Na semana passada, Randolfe
Rodrigues anunciou que vai colher assinaturas de senadores para que o texto
tenha um calendário especial de votação e que sejam agendadas datas para
análises em 1º e 2º turno no Senado.
Ministros se manifestam sobre
foro privilegiado para autoridades.
Supremo.
A mais recente e importante
proposta em discussão no STF foi lançada pelo ministro Luís Roberto Barroso.
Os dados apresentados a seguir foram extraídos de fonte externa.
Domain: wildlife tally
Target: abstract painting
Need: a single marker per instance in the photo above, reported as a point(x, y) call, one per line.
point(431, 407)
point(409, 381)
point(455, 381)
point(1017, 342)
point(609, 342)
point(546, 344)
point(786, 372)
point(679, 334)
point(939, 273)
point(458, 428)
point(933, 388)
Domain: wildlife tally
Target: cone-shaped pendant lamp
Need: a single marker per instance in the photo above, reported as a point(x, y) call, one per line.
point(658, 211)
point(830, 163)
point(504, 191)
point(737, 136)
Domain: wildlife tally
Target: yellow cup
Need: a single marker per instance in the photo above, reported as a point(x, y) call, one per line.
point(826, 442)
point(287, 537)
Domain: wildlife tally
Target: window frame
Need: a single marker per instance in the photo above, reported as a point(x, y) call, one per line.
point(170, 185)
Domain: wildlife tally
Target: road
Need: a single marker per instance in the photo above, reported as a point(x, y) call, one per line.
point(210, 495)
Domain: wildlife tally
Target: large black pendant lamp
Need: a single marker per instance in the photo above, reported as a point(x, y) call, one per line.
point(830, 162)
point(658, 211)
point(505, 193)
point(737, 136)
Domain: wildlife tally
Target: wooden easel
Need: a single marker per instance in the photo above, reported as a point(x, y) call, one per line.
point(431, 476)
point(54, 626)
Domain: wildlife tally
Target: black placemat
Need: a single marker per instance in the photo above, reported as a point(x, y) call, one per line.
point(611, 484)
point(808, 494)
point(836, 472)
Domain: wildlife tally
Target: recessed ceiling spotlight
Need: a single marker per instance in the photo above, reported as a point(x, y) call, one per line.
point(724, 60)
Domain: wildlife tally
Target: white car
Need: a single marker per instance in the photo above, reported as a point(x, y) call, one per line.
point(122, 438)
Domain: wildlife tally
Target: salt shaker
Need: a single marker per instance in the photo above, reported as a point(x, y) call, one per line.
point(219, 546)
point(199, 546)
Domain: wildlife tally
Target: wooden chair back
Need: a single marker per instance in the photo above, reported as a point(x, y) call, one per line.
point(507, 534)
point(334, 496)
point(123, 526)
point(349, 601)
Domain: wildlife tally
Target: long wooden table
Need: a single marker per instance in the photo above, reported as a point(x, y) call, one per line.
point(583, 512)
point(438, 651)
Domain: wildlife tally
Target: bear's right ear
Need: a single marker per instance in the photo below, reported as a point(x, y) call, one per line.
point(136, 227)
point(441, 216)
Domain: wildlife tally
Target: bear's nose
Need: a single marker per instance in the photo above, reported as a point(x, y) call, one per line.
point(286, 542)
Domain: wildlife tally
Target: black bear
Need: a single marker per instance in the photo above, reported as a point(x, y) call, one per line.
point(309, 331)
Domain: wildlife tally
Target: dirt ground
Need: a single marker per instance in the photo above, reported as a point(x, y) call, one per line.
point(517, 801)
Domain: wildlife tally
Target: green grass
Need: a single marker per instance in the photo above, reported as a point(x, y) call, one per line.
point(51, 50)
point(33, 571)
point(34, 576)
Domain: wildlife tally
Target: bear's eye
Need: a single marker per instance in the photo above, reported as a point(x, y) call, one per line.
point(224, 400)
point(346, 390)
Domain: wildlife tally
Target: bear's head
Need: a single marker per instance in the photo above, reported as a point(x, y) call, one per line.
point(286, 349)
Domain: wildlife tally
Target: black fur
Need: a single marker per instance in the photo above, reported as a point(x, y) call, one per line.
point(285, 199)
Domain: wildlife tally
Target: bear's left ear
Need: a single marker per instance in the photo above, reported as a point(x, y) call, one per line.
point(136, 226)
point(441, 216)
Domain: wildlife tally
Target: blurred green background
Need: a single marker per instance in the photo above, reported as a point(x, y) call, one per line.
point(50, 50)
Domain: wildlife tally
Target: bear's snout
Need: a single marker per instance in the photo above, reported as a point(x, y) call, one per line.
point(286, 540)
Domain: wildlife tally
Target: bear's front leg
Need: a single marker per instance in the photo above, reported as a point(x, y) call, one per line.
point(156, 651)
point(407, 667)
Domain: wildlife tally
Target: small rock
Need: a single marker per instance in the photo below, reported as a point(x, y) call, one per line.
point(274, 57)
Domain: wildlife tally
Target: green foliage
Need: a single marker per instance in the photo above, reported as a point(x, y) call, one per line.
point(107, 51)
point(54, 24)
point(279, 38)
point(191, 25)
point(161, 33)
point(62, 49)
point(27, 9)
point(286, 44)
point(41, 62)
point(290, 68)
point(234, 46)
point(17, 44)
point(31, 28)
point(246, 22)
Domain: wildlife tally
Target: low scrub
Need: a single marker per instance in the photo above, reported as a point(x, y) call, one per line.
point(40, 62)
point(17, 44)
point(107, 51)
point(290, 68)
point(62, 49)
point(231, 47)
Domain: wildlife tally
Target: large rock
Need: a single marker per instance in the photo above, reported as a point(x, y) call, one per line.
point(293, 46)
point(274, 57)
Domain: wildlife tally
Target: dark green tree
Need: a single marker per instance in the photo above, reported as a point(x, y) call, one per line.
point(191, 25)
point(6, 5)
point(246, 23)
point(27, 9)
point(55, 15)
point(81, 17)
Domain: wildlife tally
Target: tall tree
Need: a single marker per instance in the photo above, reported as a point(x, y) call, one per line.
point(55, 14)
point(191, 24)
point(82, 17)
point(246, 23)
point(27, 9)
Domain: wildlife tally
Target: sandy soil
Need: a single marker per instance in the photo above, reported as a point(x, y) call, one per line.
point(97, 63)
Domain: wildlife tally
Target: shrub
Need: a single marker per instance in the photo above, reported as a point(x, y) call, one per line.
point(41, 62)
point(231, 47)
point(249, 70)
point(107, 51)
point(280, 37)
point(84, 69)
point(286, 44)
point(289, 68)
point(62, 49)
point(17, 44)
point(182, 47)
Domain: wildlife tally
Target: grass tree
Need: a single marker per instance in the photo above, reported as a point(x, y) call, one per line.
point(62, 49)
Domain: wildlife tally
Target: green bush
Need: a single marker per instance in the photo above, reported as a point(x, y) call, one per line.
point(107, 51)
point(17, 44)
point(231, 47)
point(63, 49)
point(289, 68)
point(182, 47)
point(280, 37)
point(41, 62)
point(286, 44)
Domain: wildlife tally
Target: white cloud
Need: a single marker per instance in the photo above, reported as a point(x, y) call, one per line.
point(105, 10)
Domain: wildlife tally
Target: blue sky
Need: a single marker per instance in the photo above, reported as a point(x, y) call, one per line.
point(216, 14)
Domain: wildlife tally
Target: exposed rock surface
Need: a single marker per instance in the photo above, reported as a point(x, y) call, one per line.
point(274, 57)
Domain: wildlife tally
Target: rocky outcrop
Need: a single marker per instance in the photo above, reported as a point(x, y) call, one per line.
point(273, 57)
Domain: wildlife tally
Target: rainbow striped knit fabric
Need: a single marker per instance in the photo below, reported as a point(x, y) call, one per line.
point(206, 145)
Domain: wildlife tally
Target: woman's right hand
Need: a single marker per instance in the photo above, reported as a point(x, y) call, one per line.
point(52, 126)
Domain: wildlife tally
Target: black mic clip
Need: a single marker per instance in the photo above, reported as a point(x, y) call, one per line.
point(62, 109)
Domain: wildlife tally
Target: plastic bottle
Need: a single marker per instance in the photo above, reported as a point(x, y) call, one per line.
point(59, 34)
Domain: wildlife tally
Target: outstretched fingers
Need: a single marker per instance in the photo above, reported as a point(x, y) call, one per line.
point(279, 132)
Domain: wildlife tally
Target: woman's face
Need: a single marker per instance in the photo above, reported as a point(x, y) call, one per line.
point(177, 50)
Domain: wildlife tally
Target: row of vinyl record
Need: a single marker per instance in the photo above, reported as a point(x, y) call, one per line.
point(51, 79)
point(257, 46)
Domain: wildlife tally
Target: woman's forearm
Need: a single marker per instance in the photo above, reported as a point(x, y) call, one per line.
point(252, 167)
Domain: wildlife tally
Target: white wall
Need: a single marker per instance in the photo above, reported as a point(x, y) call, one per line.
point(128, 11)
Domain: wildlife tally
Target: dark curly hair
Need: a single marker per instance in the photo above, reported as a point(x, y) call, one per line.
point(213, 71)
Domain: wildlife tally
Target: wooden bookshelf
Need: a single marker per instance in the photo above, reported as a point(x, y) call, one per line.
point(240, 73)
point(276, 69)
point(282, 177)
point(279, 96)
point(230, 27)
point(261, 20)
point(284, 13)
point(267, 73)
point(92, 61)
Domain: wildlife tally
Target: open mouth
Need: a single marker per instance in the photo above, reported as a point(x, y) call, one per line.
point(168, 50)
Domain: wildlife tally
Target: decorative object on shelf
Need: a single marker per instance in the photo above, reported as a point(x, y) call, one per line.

Ele é relator de uma ação penal
por suposta compra de votos à qual responde o prefeito de Cabo Frio (RJ),
Marquinhos Mendes (PMDB), que, desde 2008, já tramitou por diversas instâncias
cada vez que o político mudou de cargo.
A proposta restringe o foro para
ministros de governo ou parlamentares no STF àqueles casos em que o fato
investigado tem relação com o cargo ou o mandato e não com atos anteriores
daquela autoridade.
“Essa interpretação se alinha com
o caráter excepcional do foro privilegiado e melhor concilia o instituto com os
princípios da igualdade e da República.
Além disso, é solução atenta às
capacidades institucionais dos diferentes graus de jurisdição para a realização
da instrução processual, com maior aptidão para tornar o sistema de justiça
criminal mais funcional e efetivo”, escreveu o ministro, ao submeter o caso de
Marquinhos Mendes ao plenário da Corte.
O ministro Celso de Mello disse
ser possível ao STF fazer tal mudança, mas defendeu uma solução mais “radical”:
“a supressão pura e simples de todas as hipóteses constitucionais de
prerrogativa de foro em matéria criminal”.
“Poderia até concordar com a
subsistência de foro em favor do presidente da República, nos casos em que ele
pode ser responsabilizado penalmente, e dos presidentes do Senado, da Câmara e
do Supremo. E a ninguém mais”, disse à época.
Assim como Mendes, Barroso e
Celso de Mello concordam, porém, que uma mudança dessa envergadura depende de
mudança na Constituição pelo Congresso, que necessita do voto favorável de 3/5
dos parlamentares.
Fonte: G1, Brasília.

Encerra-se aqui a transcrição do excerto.